Staatsanwaltschaft erhebt Anklage: Bushido und Clan-Boss sollen gegen Fler aussagen: Die Hintergründe im Rapper-Streit
by FOCUS OnlineDas nächste Kapitel in der Rapper-Fehde: Die Berliner Staatsanwaltschaft will Bushidos Lieblingsfeind Fler vor Gericht stellen. Der 37-Jährige soll Bushidos Familie schwer beleidigt haben. Kommt es wirklich zum Prozess, sollen auch Bushido und seine Ehefrau aussagen – sowie Clan-Boss Arafat Abou-Chaker. Doch worum geht es in dem Streit überhaupt?

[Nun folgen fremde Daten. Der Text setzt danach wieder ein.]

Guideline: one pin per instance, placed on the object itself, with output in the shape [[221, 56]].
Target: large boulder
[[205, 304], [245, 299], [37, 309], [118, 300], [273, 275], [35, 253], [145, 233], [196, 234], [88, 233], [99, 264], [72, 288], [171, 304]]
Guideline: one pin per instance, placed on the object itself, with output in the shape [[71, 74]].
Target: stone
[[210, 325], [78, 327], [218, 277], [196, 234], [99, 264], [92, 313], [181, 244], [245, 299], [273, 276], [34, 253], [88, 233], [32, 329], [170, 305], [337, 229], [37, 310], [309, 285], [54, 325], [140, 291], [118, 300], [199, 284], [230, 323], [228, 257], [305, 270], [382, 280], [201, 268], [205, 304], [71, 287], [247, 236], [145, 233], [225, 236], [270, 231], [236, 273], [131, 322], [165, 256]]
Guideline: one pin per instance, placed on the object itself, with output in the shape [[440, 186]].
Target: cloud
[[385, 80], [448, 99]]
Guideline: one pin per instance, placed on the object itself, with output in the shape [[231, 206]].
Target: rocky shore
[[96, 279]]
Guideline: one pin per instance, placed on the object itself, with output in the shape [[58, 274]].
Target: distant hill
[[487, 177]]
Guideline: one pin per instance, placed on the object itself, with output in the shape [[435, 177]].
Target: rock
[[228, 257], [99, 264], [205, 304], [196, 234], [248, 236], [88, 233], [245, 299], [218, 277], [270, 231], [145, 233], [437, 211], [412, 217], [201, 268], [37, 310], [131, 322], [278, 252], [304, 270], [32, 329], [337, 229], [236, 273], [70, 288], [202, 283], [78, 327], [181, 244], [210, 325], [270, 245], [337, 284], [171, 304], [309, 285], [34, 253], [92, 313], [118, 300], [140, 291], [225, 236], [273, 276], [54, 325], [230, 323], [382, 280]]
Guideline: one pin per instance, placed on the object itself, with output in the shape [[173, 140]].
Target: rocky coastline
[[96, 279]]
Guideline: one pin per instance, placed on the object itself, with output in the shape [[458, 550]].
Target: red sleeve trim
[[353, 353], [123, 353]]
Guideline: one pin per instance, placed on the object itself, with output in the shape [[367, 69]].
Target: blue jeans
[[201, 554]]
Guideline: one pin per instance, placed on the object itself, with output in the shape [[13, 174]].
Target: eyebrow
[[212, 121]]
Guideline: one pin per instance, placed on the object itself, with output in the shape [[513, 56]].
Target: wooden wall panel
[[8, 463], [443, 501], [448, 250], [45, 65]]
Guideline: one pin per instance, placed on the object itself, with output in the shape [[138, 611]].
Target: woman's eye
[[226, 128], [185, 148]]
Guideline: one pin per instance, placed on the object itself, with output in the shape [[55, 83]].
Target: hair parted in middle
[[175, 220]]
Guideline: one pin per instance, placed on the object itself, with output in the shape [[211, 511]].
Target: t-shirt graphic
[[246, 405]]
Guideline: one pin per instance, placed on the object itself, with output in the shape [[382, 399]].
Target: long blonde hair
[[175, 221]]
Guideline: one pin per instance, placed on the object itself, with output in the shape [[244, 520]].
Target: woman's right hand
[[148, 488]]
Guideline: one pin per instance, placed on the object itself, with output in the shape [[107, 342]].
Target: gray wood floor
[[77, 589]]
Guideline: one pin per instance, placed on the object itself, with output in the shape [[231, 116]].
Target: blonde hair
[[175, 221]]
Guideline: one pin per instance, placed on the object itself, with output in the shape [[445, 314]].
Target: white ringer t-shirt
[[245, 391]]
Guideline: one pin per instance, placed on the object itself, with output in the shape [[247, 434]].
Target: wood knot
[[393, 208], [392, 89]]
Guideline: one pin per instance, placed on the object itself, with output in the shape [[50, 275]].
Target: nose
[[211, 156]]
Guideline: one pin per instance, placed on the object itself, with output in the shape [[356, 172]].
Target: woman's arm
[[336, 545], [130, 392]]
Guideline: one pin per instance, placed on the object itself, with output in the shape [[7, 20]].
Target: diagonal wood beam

Bushido und Fler haben schon viel übereinander gesprochen – aber noch nie im Gerichtssaal. Das könnte sich jetzt ändern: Die Staatsanwaltschaft Berlin hat Anklage gegen Fler erhoben. Nun muss das Amtsgericht Berlin-Tiergarten entscheiden, ob es zum Prozess kommt. Die Anklage bestätigte eine Gerichtssprecherin gegenüber FOCUS Online, eine Entscheidung über deren Zulassung sei aber noch nicht gefallen. Der „Tagesspiegel“ hatte zuerst berichtet.
Der Zeitung zufolge will die Staatsanwaltschaft unter anderem Bushido und dessen Frau sowie den berüchtigten Clan-Boss Arafat Abou-Chaker als Zeugen vorladen. Bushido hatte sich im März 2018 von seinem damaligen Geschäftspartner Abou-Chaker getrennt, Drohungen und Polizeischutz waren die Konsequenz.
Wüste Beleidigungen gegen Bushidos Frau
Fler werden Beleidigung, Verletzung der „Vertraulichkeit des Wortes“ sowie verbotene Mitteilungen über Gerichtsverhandlungen zur Last gelegt, berichtet der „Tagesspiegel“. Konkret: Fler hatte im September für seine 443.000 Fans auf Instagram ein Bild gepostet, das eine Frau zeigt, die Ähnlichkeiten mit Bushidos Ehefrau Anna-Maria Ferchichi aufweist. Außerdem waren ein verpixelter Penis zu sehen sowie der Satz (sic): „Wenn sie ihr Maul im Internet aufmacht vs, wenn sie ihr Maul im echten Leben aufmacht.“ Zwei Tage später teilte Fler ein weiteres Bild, in dem er Bushidos Ehefrau als „Hurentochter“ beschimpft.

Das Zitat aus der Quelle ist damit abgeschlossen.